3. Apply game theory when human interference is deliberate.

The more deliberate and premeditated humans try to game a system, the easier they are to understand and react to. We know from game theory models that when rational decision-making is applied to outsmarting a plan, it tends to follow a high-risk, high-reward pattern.

Take the self-checkout process in a grocery store. The most accessible actions to identify are the most visible and riskiest, but they also come with the most significant potential payout. An example is when a shopper deliberately covers the barcode of an expensive product with the barcode of a cheaper (and smaller) one. To the untrained eye, there’s no disturbance in the process. But when the store’s AI and computer vision-driven technology is integrated with its point-of-sale (POS) data, the system can compare, on the spot, what it’s seeing visually with the POS. If the computer saw a TV while the POS registered a candy bar, there’s a problem.

Once retailers begin understanding how frequently process “mutations” like this result in shrinkage, they can target this specific human event and solve it on the spot (at scale) for maximum reward and more effective loss prevention.

4. Get humans to alter their behaviors with ‘nudging.’

Now that a human’s part in the process has been identified, technology can address it through “nudging,” or autonomous, real-time intervention designed to eliminate unwanted behaviors or increase desirable ones — like buying.

Say, for instance, a shopper has spent a significant amount of time browsing a mobile phone but turns to leave without buying it. As she gets closer to the door, perhaps a projection appears in front of her, highlighting the phone’s features and offering a “buy-now” discount. Nudging can work across various scenarios and manifest in unlimited formats (auditory alerts, visual cues, etc.).

5. Understand the ripple effects of different process changes.

It’s essential to understand which corrective nudges have had the most significant and consistent impact — or which actions have made the enormous ripples. Retailers can monitor and record the long-tail effect of behavioral changes using neural networks to determine which corrections had the most far-reaching impact across the process. A behavioral error in the upfront fulfillment process might have consequences for every other point in the supply chain, so correction is potentially heading off — or capitalizing on — a lot more than the immediate behavior.
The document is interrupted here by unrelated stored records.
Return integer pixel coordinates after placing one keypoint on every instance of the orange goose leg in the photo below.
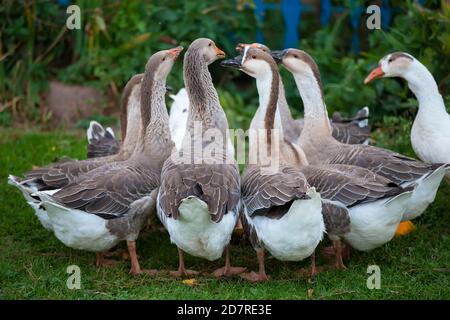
(135, 267)
(338, 252)
(261, 275)
(181, 269)
(227, 270)
(100, 260)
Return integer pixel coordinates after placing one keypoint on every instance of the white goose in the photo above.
(199, 197)
(430, 133)
(359, 206)
(51, 178)
(101, 142)
(321, 148)
(281, 213)
(178, 116)
(113, 202)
The key is to continuously test different approaches across more extensive processes to determine what works best. Choose where to focus resources for the most significant return and work your way down from there.

If AI’s success requires changing workflow, and workflow depends on getting humans’ direct buy-in on sweeping changes to how they operate, we’ll forever be at an impasse. But using technology to nudge people to correct unwanted behaviors or replicate desired actions on their own will resolve the workflow issues currently hindering AI’s proliferation.